Friday, April 10, 2020

When Something Falls By Kaylee Koss

I don't consider myself a particularly messy person,
compared to the general public-
when you compare my desk to the general condition of the desks in my studio, objectivity (albeit without subjective informative discourse)
would perhaps hold my hand and slowly try to coax me away
from such cognitive dissonance.
But I know where everything is! So although it is a bit…cluttered,
at least there is an organization to the whole,
though it may be beyond mere human observation.
This is fine- well, tolerable- for desk- and countertops,
but my floor is covered in sawdust.
I'd like to say it's nostalgia for old pubs,
but it's really just because I don't sweep.
It works well to absorb pools of liquid from knocked-over containers
on the cluttered desk and counter tops,
but it's hell when trying to find a screw,
nut or othersuch trifle that has slipped from your gnarled grasp.
Now, it's no easier when this happens out in a field,
looking for a contact lense or a key in the middle of the woods.
And the same maxim applies:

When something falls, don't try and catch it.
Watch where it falls so you can pick it up.
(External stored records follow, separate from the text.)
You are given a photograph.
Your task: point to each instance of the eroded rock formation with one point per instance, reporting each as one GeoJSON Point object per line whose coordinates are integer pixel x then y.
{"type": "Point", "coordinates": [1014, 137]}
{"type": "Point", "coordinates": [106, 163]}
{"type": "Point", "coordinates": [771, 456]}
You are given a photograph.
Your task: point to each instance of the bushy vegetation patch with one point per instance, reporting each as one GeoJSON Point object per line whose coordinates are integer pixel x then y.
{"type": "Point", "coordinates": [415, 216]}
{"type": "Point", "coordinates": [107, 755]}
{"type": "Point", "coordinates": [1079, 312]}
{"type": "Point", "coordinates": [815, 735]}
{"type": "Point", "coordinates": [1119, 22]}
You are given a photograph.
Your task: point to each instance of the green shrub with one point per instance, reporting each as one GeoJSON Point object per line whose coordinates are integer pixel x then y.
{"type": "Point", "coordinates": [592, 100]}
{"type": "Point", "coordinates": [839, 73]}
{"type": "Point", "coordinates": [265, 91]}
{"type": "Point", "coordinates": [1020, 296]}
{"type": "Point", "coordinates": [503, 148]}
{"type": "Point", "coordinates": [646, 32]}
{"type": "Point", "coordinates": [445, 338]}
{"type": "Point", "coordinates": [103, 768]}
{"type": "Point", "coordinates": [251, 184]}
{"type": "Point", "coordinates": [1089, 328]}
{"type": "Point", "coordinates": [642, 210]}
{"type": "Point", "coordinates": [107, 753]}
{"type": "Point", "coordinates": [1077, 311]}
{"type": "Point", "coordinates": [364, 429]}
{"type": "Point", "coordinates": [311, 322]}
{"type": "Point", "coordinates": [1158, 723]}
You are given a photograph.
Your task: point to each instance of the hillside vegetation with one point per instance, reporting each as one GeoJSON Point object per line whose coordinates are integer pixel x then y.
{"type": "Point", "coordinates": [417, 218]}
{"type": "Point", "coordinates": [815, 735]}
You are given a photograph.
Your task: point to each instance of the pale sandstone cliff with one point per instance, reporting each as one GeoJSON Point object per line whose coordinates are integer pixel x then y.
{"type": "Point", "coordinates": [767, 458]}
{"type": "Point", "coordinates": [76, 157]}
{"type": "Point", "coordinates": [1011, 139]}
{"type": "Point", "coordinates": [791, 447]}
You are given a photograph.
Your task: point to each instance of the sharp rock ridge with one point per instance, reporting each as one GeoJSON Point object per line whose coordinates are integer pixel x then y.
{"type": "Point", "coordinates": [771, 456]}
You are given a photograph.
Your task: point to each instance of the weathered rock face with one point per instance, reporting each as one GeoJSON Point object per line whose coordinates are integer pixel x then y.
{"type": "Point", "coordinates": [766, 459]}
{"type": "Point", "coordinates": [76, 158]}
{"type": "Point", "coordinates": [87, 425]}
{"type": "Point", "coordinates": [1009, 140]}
The point is not to keep something from falling.
Things will fall. Some things break.
Very few things break irreparably,
have you the inclination or the wherewithal to attend to their mending.
The more important thing, I would think, is not losing them,
when they could still be so useful.
Irreplaceable even.

Your first inclination is to reach out and try to catch it
before it completes its natural trajectory.
Whenever I try this, I just end up tripping over something,
or am so concentrated on my hand that my ego doesn't allow me to focus
on the subject of my attention- the thing falling.
And so it falls anyway, but without someone watching where it went,
to pick it back up again.

So keep yourself out of the picture,
and just be there to pick the damned thing back up.

And it wouldn't kill me to sweep up a bit.